Para Rui Barbosa, a imprensa é a vista da nação. “Através dela, acompanha o que se passa ao perto e ao longe, enxerga o que lhe malfazem, devassa o que lhe ocultam e tramam, colhe o que lhe sonegam ou roubam, percebe onde lhe alvejam ou nodoam, mede o que lhe cerceiam ou destroem, vela pelo que lhe interessa e se acautela do que ameaça”.
O presidente americano Thomas Jefferson entendeu que a imprensa, tal como um cão de guarda, deve ter liberdade para criticar e condenar, desmascarar e antagonizar.
No sistema democrático, a representação é fundamental, e sua legitimidade depende da boa informação, sendo o papel do jornalismo profissional permitir que os cidadãos exerçam seus direitos e tenham canais para expressar suas insatisfações.
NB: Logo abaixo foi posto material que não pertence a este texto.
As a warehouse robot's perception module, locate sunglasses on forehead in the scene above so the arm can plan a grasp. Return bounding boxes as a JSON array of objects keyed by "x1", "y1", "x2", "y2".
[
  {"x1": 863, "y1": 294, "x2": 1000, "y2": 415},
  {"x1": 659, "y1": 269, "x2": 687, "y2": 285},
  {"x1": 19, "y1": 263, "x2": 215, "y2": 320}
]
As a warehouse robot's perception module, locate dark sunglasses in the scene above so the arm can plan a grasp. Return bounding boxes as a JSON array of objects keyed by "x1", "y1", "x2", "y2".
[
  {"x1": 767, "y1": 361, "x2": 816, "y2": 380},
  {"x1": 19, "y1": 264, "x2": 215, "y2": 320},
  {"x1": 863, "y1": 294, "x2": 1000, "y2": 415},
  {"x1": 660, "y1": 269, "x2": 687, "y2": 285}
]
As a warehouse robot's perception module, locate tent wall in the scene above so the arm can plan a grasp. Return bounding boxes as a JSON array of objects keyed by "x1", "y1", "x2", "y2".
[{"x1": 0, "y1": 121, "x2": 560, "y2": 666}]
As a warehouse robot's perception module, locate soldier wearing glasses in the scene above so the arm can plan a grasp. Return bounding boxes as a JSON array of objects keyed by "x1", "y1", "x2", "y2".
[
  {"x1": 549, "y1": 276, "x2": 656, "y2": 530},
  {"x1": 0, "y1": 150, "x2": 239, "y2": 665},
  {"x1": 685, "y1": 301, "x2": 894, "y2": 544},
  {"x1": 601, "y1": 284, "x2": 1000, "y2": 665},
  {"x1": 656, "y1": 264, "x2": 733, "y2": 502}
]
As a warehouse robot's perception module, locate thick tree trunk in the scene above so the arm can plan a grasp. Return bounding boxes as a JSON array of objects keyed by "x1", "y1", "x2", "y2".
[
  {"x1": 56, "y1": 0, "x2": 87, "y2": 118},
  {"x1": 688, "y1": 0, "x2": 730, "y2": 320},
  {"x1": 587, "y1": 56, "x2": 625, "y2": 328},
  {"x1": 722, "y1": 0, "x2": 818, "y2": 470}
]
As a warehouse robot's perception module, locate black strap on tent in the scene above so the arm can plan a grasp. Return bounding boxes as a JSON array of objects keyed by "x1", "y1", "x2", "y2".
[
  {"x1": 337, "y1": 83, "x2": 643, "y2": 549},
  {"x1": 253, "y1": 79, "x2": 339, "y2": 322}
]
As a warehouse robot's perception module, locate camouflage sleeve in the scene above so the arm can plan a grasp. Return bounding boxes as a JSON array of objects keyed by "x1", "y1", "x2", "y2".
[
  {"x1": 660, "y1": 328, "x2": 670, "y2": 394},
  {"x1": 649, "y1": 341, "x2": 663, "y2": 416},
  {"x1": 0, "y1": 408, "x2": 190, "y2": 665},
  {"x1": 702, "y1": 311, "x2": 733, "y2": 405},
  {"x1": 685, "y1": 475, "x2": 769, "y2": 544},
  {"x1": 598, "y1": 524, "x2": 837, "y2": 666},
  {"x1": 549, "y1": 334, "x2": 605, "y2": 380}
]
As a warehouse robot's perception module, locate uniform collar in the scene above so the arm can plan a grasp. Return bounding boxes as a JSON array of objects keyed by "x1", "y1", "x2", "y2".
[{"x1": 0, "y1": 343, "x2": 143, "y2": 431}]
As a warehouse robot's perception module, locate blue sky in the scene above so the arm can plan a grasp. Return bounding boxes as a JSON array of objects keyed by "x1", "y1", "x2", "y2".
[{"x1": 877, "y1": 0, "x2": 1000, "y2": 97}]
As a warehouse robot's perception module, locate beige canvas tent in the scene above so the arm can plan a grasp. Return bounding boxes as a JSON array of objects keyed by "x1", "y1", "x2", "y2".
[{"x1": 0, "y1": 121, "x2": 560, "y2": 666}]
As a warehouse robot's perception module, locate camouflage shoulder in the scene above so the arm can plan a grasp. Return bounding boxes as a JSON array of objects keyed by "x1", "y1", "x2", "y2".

No sistema de pesos e contrapesos que fundamenta a democracia, o jornalismo tem papel relevante, junto às demais instituições que formam o Estado. A função do jornalismo é buscar a verdade, não a verdade absoluta, inalcançável, mas a verdade imediata, o primeiro indício da verdade, que vai se desenrolando à medida que os fatos acontecem.
O caso do executivo brasileiro da indústria automobilística Carlos Ghosn, que fugiu da prisão domiciliar no Japão para Beirute, é exemplar dessa busca da verdade. Diversas versões já foram publicadas pelo mundo afora, e muitas outras serão, até que se chegue o mais próximo possível do que aconteceu.
Como sempre, Bolsonaro faz uma confusão danada de conceitos. O jornalismo está disseminado em diversas plataformas de informação com o avanço da tecnologia. Embora tenha perdido a hegemonia, o jornal impresso continua sendo um dos mais prestigiosos meios de comunicação.
Muito menos os jornalistas profissionais estão em extinção, indispensáveis em qualquer plataforma de comunicação, com o treinamento, as ferramentas e os códigos que definem a ética que busca a imparcialidade no relato dos fatos.